Kindara always has had its eye on developing hardware, specifically a thermometer like Wink, but also other devices that track women’s health. The company was among the first graduates of the Haxlr8r startup accelerator in Shenzen, China. The area around Shenzen is sometimes called “the Silicon Valley of hardware,” and the accelerator is only for startups developing hardware technology.
Sacks said Kindara has long-term plans for other devices after Wink is established in the market. Currently, Kindara is taking pre-orders for Wink at a discounted price of $79. Orders are expected to ship in the spring, Sacks said, and the retail price will go up to $129.
Wink is the beginning of an overall strategy to become one of the leading digital healthcare companies that’s focused on women’s health by building sophisticated but easy-to-use connected devices, he said.

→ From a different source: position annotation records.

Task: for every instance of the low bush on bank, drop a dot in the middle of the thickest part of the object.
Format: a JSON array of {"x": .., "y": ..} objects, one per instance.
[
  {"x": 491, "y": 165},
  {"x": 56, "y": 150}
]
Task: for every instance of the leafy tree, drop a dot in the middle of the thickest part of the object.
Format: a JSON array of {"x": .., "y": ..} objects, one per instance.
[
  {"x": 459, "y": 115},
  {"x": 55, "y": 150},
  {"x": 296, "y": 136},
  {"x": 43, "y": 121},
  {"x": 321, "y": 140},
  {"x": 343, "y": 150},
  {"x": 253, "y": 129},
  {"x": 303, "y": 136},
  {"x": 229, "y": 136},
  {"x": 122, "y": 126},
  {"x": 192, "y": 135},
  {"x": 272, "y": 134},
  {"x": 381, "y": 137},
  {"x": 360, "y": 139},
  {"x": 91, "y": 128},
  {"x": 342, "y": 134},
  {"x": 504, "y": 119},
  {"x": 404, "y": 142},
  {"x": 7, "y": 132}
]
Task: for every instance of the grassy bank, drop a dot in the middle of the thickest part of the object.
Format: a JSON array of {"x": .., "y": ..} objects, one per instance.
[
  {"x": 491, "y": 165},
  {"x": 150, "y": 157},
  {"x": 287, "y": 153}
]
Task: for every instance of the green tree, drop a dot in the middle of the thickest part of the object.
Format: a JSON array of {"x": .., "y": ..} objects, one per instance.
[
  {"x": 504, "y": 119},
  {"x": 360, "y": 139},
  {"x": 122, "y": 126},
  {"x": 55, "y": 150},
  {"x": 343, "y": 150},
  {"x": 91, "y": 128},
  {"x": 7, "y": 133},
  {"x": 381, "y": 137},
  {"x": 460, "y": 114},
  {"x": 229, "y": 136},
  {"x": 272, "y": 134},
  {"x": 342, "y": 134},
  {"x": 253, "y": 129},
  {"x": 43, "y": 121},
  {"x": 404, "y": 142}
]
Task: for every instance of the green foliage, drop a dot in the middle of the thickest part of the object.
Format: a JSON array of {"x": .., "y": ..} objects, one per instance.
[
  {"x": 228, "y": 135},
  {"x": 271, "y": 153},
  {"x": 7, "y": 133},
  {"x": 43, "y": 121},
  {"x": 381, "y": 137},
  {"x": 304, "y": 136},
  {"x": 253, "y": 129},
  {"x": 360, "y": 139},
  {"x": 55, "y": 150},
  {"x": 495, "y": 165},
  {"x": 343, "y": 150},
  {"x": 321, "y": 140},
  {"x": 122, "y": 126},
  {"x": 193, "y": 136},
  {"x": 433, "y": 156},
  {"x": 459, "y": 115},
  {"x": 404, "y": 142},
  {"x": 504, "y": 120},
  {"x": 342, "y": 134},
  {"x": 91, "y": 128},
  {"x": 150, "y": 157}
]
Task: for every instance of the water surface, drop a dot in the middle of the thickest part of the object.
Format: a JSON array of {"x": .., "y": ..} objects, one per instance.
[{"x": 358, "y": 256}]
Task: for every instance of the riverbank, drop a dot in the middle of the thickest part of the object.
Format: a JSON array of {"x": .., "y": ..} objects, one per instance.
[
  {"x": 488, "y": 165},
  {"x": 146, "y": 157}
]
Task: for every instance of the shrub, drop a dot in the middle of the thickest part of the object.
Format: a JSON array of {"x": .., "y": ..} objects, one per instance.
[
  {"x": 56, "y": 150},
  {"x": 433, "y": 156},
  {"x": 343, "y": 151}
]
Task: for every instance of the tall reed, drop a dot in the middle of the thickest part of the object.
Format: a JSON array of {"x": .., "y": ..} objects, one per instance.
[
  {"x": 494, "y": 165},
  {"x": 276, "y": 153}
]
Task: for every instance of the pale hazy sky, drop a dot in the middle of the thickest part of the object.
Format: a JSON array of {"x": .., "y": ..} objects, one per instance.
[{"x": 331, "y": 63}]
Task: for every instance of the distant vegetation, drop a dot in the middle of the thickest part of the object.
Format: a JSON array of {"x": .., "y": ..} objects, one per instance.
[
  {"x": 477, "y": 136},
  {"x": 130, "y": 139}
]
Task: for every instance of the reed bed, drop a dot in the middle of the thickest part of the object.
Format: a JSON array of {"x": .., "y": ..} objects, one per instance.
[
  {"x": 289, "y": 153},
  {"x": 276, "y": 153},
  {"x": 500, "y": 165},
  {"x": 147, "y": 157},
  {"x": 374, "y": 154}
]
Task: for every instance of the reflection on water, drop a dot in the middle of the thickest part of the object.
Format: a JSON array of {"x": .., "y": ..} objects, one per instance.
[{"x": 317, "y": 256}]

The market for digital health still is in its infancy, but there are startups that are making gains and will soon be competitors. Glow has raised $23 million, including a $17 million Series B round announced earlier this month, and has backing from Andreessen Horowitz and the Founders Fund. PayPal co-founder Max Levchin is Glow’s executive chairman.
Ovuline is another women’s health startup that has received press attention. It has raised about $2.75 million from investors, including David Cohen’s Bullet Time Ventures, and it is a Techstars graduate. There’s also a German startup named Clue that is developing fertility-tracking apps.
The competition doesn’t faze Sacks. In some ways, it’s kind of the opposite.
“This is a real validation of our space,” Sacks said. “Other people are agreeing that there’s lots of money to be made in this space, and the future of healthcare is going to be delivered through mobile phones to a large degree.”
It doesn’t hurt that publicly released usage stats show Kindara is holding its own. Ovuline’s website says it has helped 250,000 women and that its users get pregnant three times faster than the national average (there’s no specific number of conceptions mentioned), while Glow said through August, it had helped more than 20,000 women conceive.
Kindara cites estimates that say $26 billion is spent annually on women’s healthcare, with $6 billion going toward getting pregnant and $10 billion on avoiding pregnancy. That means fertility and women’s health are big enough markets that there should be room for multiple companies to be successful, Sacks said.
“We’re all going after the same customer, but are all taking significantly different approaches. There’s probably room for more than one of us to win,” Sacks said.
Glow and Ovuline emphasize their “big data” capabilities, which they say gives them the ability to help women predict their ideal time of conception. They also are introducing additional apps that women, their partners, and their doctors can use throughout their pregnancies.
Kindara says it is focusing on user experience, including features that allow women to share data with friends and their doctors.
“If we build really beautiful experiences for our customers, and keep our customers happy, I think we’re going to keep growing and good things will happen,” Sacks said.